Saethori |
Cohort: Advancement choices for a cohort include feats, skills, ability score increases, and class levels. A cohort is generally considered a player-controlled companion, and therefore you get to decide how the cohort advances. The GM might step in if you make choices that are inappropriate for the cohort, use the cohort as a mechanism for pushing the boundaries of the game rules, or treat the cohort unfairly.
While ultimately only one person actually runs the cohort at the table, the creation of this character is a collaborative effort between you and the GM. As such, you two decide together what kind of person they would be.
At the least, things like race and class should be always within player control. Your PC, after all, is choosing who to hire on as a cohort (through whatever means they are obtaining one), and certain levels of selection can be assumed; a character who is looking out for a wizard for a cohort may not be that picky whether they're a human or an elf (though racial bias might cause them to prefer some races over others), but nobody looking for a wizard cohort is going to end up with a halfling rogue as one instead.
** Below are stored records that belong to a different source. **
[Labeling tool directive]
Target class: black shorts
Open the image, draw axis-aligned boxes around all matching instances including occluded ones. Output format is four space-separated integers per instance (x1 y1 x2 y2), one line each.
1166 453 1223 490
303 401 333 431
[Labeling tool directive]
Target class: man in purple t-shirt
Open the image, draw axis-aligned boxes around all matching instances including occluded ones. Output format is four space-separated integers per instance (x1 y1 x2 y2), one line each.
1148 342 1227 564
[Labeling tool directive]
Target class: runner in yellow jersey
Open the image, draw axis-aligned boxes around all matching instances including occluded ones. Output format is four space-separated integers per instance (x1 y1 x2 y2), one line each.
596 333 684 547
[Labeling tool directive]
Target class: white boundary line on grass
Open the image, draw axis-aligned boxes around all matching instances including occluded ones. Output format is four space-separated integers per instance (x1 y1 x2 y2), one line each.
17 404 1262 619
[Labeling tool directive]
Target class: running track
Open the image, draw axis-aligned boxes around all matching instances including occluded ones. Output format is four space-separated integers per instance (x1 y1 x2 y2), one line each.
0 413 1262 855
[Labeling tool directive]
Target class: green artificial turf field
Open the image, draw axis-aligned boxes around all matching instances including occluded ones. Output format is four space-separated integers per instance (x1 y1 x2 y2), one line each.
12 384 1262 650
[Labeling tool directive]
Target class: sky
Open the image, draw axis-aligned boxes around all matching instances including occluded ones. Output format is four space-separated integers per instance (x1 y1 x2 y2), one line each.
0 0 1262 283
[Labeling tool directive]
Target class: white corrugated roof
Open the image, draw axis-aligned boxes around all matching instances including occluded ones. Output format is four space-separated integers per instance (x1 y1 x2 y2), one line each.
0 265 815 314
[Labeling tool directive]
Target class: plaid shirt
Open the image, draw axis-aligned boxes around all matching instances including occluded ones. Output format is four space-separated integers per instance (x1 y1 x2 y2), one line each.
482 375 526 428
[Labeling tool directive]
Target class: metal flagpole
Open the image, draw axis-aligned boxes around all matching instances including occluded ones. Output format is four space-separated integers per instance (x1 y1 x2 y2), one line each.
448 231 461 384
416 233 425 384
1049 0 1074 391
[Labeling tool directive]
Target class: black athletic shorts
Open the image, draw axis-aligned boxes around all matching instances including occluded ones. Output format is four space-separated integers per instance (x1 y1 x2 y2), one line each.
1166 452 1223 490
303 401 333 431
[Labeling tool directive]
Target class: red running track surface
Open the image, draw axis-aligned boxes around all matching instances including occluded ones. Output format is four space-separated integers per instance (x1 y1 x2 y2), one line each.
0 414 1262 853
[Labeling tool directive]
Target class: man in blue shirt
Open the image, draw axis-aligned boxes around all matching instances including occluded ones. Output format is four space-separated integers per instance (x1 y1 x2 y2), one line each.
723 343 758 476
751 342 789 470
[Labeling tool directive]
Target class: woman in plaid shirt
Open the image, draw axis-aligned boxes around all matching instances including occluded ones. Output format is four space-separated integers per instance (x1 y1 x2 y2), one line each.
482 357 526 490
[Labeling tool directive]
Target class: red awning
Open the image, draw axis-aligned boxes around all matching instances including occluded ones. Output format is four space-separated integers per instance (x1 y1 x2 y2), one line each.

In general, though, the cohort should be somebody who is an actual, fleshed-out character, even if one loyal to yours. Their decisions should make sense, and they are not likely to cater their entire past build to help out a leader they just met (though, after trust is established, taking synergistic options in future level-ups to support their leader just makes sense).
I do suggest reading the rest of that section in the book itself, if you get the chance. It's very informative and I only quoted a portion of a portion of it.
Claxon |
As mentioned it's a collaboration.
As a GM I would tell you that I'd probably allow things that make sense and aren't too narrow or specific.
Like if you wanted a paladin, no problem. You want a paladin who took fey foundling, not going to happen. You're not finding a paladin raised by fey to hire.
So some general requirements are fine, but I wouldn't get too specific.
Elf wizard focusing in evocation, fine.
Samsaran wizard who used mystic past life to steal spells off the witch spell list...maybe maybe not. Samsarans aren't super common.
A samsaran with mystic past life with spells you're handpicking...no. Just plain no.
ryric RPG Superstar 2011 Top 32 |
I also generate the cohort based on the player's wishes, but I decide the specifics.
Here's my take on crafting cohorts: the cohort wants to be an adventurer. In movies, how often does the hero tell the sidekick to stay at home where its safe and have that actually work? In my games the "crafting" cohort would sneak off to join their PC and show up at inopportune moments.
Followers are meant for "stay at home tasks."